My text in italics above.


----------



## Young at Heart

Julieee85 said:


> I don't want to keep him away from friends, I just believe *this friendship has crossed many boundaries and both are disrespectful to the people (her husband and I) who chose to prioritize them over others, without the same emotional reciprocity. I believe he is a good person, but God he has been so mean to me. I feel horrible. *I try to think the best of him, but I see he is split, confused and open to the influence of someone selfish.





Julieee85 said:


> She got married in October/2021 and didn't invite my husband to her wedding, even though he keeps saying she is his best friend. *Who doesn't invite a close friend to her wedding? *She didn't invite anyone from our city anyway, but the wedding was in a city close to ours. She almost got married in secret. *My husband and I got married in February (4 months later). Her baby is from about that time*. *My husband and hers are from different ethnicities, so it would be easy to see who the father is.*
> 
> ......... I am repeating so many mistakes. What did I expect? I guess at least I had hope. I was just too needy to wait more or accept what God wanted for me. Anyway, His will shall prevail.
> I will try to be more inclusive of them as soon as possible (*if I don't go for an annulment in the next weeks)*, but right now it is just too messy. *I commented with her husband about the stroller and I believe it touched him somehow. He is aware of her behavior, but just wanted to have a child and a family, as his mother put it once.* Thank you for your advice.


I am sorry for what you are feeling. I would suggest that you really need to sit down with you H and tell him exactly how you feel. Ask him if he married you because he wants to make a lifetime commitment to you and the institution of marriage or not? Ask him if he will prioritize you over this other woman? Ask him if he thinks that there is any chance this other woman's child is his? 

Let him know that you feel his relationship with this other woman is damaging both his marriage to you and her marriage to her husband. Tell him that you have boundaries and that you expect him to respect those boundaries.

Good luck


----------



## BigDaddyNY

You are not your husband's first priority, his bestie is. He has told you exactly that, so why would you stay married to him? Please DO NOT get pregnant. Live and learn. It turns out you made a bad choice marrying him. We can all argue about whether or not married people should have friends of the opposite sex and boundaries around that, but this is a clear cut case. She is his girlfriend and he values her more than you. So again, why would you stay married to someone that loves another woman more than you?


----------



## Openminded

He’s not interested in changing so you’ll need to move on (the sooner the better).


----------



## Teacherwifemom

I’m sorry you find yourself here. You are newlyweds.This should be such a happy time. You know this is very, very wrong. Furthermore, no one should have a friend, male or female, that isn’t a positive influence on the marriage. He has repeatedly told you and shown you that he chooses her over you. This is NOT how it’s supposed to be. You should 100% be his first priority. You deserve that. That should never even be a question. It’s also extremely abnormal for a man not to be having a lot of sex with his new bride. I think there’s a LOT more going on here than you want to believe. The time has come for an ultimatum, but prepare yourself for the answer, because he’s already told you what it will be  You can’t live like this. And definitely don’t try to get pregnant.


----------



## frusdil

Julieee85 said:


> I will try to be more inclusive of them as soon as possible


No no no. Cut bait and run honey. You are newlyweds, you should be all over each other, spending all your time together. This should be the best time of your marriage.

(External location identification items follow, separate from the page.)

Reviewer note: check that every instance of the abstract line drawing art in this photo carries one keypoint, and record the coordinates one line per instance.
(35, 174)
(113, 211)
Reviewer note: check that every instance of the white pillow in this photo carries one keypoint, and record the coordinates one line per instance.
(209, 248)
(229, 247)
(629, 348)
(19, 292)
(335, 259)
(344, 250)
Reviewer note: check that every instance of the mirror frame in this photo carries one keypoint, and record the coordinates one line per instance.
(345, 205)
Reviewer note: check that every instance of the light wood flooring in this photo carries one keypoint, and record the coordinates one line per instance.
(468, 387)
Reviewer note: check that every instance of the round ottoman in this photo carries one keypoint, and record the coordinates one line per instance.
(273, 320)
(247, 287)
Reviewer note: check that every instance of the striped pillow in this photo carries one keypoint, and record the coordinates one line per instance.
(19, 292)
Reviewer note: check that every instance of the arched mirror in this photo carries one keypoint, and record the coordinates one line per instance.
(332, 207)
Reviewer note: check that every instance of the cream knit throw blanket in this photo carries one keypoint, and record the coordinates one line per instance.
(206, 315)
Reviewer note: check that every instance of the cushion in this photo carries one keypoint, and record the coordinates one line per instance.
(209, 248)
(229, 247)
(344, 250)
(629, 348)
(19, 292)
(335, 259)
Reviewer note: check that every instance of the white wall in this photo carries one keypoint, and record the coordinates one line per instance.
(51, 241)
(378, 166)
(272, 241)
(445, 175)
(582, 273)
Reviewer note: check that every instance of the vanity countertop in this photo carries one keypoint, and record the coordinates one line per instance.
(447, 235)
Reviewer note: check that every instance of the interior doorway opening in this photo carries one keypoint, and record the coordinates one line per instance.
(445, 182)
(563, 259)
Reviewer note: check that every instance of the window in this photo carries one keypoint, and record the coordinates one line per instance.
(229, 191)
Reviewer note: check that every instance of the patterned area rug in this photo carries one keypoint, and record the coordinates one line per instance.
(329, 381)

You could demand he cut contact with her but the fact that you even have to should tell you all you need to know. If it wasn't her it'd be someone else. You're only 8 months in, get an annulment and start again.

I would never share my husband and I won't degrade myself by doing the "pick me" dance. No way.


----------



## TexasMom1216

frusdil said:


> I would never share my husband and *I won't degrade myself by doing the "pick me" dance.* No way.

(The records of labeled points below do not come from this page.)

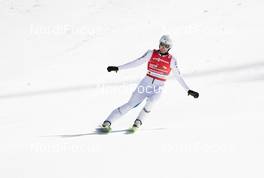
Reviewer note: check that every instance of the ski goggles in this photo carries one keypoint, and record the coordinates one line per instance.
(165, 45)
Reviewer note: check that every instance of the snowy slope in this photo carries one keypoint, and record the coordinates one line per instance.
(55, 90)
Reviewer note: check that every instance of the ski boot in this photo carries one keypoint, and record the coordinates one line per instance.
(135, 127)
(105, 127)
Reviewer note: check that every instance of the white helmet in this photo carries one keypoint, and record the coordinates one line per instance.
(166, 40)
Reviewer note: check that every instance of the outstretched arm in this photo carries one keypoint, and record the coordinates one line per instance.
(137, 62)
(174, 67)
(133, 63)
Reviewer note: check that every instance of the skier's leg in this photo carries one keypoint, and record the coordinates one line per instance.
(133, 102)
(151, 100)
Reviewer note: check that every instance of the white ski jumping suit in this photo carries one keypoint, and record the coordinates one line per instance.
(150, 87)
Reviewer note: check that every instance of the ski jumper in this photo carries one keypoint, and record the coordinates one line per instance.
(150, 87)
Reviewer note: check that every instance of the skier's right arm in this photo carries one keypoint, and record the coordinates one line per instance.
(133, 63)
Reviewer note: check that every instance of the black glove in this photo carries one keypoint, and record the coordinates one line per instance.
(112, 68)
(193, 93)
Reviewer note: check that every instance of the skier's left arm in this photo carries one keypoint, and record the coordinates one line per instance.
(177, 74)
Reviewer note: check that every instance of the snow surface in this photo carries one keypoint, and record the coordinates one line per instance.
(55, 90)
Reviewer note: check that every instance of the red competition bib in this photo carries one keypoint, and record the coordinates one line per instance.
(159, 64)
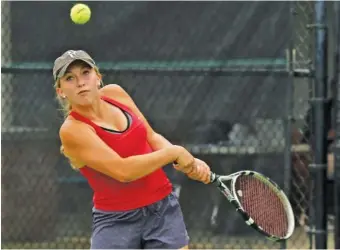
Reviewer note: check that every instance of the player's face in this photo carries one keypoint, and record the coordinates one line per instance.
(80, 84)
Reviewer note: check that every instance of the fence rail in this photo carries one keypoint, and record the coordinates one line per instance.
(240, 113)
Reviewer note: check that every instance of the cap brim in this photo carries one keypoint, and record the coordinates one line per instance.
(63, 69)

Quoted because there is too much truth for this to only be posted once.

Besides, no decent man gets a rush from making his wife feel insecure. If you’re gripped with dread that he will leave you, leave him.


----------



## elliblue

I didn't menage to finish your post yet. I will later. It is to long and it reads like a thriller. I want to look away, but I keep looking at it.

Dear, oh dear.
This is a joke. Your husband is a weak and submissive susage. Same as the husband of his dominatrix your husband calls best friend.

Get yourself a real man. He made clear he wants her several times. They seem to have a twisted relationship that is based on humilation. 

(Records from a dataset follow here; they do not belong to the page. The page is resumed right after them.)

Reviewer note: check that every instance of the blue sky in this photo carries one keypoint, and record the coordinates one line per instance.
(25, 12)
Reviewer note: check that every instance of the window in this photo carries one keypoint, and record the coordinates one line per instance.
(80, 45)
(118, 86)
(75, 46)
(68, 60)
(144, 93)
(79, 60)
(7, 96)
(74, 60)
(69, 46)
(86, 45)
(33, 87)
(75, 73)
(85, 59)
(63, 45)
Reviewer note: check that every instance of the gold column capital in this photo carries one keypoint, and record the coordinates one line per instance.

Just get out there. It is some mental game they are playing with each other and you are just a tool to them in their twisted game. They are obviously to immature to form healthy bonds and relationships with other people.

Baby might be his. Another way for her to humiliate her husband. 

It could be really the case that they are both doing BDSM behind your back and that he is her slave. That could explain why they are not in a relationship as it is part of there game. It might be that he is her slave and she tis his master and tells him what to do. For example to be with an other woman, which enables her to dominate him while he is in a relationship.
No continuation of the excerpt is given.